Space on combined passenger-freight flights (40 tonnes) or on cargo-only planes (95 tonnes) is increasingly limited and so exports of pineapples, avocados, mangos, pawpaws, exotic plants and cut flowers are not always successful in finding a place. And things are unlikely to improve; that is the message being received by the Comite de liaison Europe-Afrique-Caraibes-Pacifique (COLEACP). The only solution for the ACP countries would seem to be to produce goods of a sufficiently high quality and value that the airlines will be able to get some viable return from them.
Despite efforts to maintain freight levels (extra cargo space has been provided on routes from Ouagadougou, Dakar, Lome and Conakry), the problems are on-going. On some flights planes are switched, or cargo is poorly treated or not handled at all at stop-overs. This means that airlines have to announce a change in their carrying capacity without notice. For instance, at Dakar the cargo capacity of Air France planes depends on how much the planes coming in from South America or the West Indies are carrying.
No scope for charters
The exporters believe that the restructuring of Air Afrique and the current pressures on the UTA/Air Afrique/Air France triumvirate are likely to mean that the Franco-African cartel will try to gain a monopoly at those African airports which have been seen to welcome 'outside' (ie non-French) companies such as Alitalia or Sabena. The Italians have in fact refused to take part in negotiations, and the Belgians will not budge. Neither do independent cargo charters get much of a look-in.
Some charter flights do use Accra airport in Ghana, and the tariffs for cargo going to Europe via Belgium are only about half those of the scheduled flights.

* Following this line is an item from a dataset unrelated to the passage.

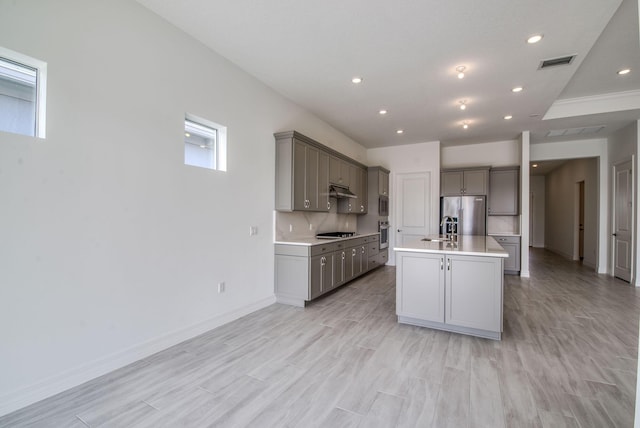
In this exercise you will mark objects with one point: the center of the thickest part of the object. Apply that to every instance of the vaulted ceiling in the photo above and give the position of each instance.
(407, 53)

UTA declares that "one of our priorities is to take perishable goods from land-locked countries such as Mali and Burkina Faso", but this is not always an economically viable enterprise. Freight carried from South to North is charged at a rate of 200-300F CFA per kilo (for vegetables) and companies have to make up with higher rates for North-South cargo, for which they charge an average of 1250F CFA/ kg. Airlines obviously cannot fly out empty, so, since the South imports less and less from Europe, 70% of fresh African produce for Europe goes back on passenger flights. This type of freight carriage, known as 'padding', is relatively profitable for the airlines.

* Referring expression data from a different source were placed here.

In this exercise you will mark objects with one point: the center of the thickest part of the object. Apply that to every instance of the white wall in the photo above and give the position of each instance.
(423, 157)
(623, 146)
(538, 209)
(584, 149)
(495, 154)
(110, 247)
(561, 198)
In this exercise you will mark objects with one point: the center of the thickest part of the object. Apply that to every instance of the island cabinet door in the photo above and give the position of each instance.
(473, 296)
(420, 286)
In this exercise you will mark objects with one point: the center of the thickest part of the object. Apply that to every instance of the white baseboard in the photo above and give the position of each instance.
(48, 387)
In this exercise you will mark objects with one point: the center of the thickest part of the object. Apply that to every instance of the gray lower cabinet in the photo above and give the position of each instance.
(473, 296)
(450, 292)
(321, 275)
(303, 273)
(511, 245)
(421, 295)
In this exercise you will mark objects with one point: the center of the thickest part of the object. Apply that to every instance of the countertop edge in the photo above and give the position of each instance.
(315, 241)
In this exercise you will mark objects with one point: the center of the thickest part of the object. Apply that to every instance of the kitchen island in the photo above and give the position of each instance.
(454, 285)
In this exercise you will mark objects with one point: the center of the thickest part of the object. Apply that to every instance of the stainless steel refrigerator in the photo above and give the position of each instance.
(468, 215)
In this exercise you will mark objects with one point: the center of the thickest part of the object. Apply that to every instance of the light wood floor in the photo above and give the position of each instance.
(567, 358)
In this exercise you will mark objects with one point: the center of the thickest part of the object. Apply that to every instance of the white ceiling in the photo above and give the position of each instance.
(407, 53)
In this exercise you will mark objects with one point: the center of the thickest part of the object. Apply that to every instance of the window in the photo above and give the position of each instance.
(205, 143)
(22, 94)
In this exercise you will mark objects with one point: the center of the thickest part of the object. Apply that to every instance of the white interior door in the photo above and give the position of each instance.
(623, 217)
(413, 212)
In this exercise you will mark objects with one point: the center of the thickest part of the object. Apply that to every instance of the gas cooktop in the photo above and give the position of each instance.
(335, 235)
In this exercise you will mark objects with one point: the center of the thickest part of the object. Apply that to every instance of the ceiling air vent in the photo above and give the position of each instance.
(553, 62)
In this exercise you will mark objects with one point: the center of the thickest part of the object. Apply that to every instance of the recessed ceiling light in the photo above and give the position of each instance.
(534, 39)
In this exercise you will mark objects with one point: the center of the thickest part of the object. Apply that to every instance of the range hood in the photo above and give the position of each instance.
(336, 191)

During times of recession some products are more attractive to airlines since they are charged at higher rates. Plants are transported for 390F CFA/kg and cut flowers at 425F CFA.
The success story of Kenyan green beans illustrates the mechanics which govern the market. The product, which is of a high quality and has a regular supply, is favoured by European import companies. Anglophone African states, unlike their French-speaking neighbours where airlines can dictate freight costs, can impose their own price schedules which are generally lower than those fixed by the IATA Conference. In 1990-91 Kenya fixed the rate for freighting green beans "by government decree" at 275F CFA/kg, which was accepted by British Airways, whereas Air France was unable to make a tariff of less than 375F CFA/kg profitable, and was ready to drop out of the competition. French importers, desperate for Kenyan beans, took the panic step of agreeing to pay the difference to Air France.
How to stop protectionist policies
The total exports of green beans from francophone Africa in 1989-90 amounted to 600t, while Kenya alone despatched some 13,000t. So how can the francophone states stop the protectionist policies of the French airlines?
Despite France's attempt to fix a quota on East African fruit and vegetables, the European Community's decision that there should be free import of produce to Europe from all ACP countries will eventually change things. But the situation for the francophone African states is urgent and all the more alarming because not only do they have to contend with the surge of 'anglophone' fruit and vegetables, but they are also trying to compete with the enormous advance of Latin-American products on European markets.
According to COLEACP the only answer is improved quality, a more regular supply and greater organizational efficiency.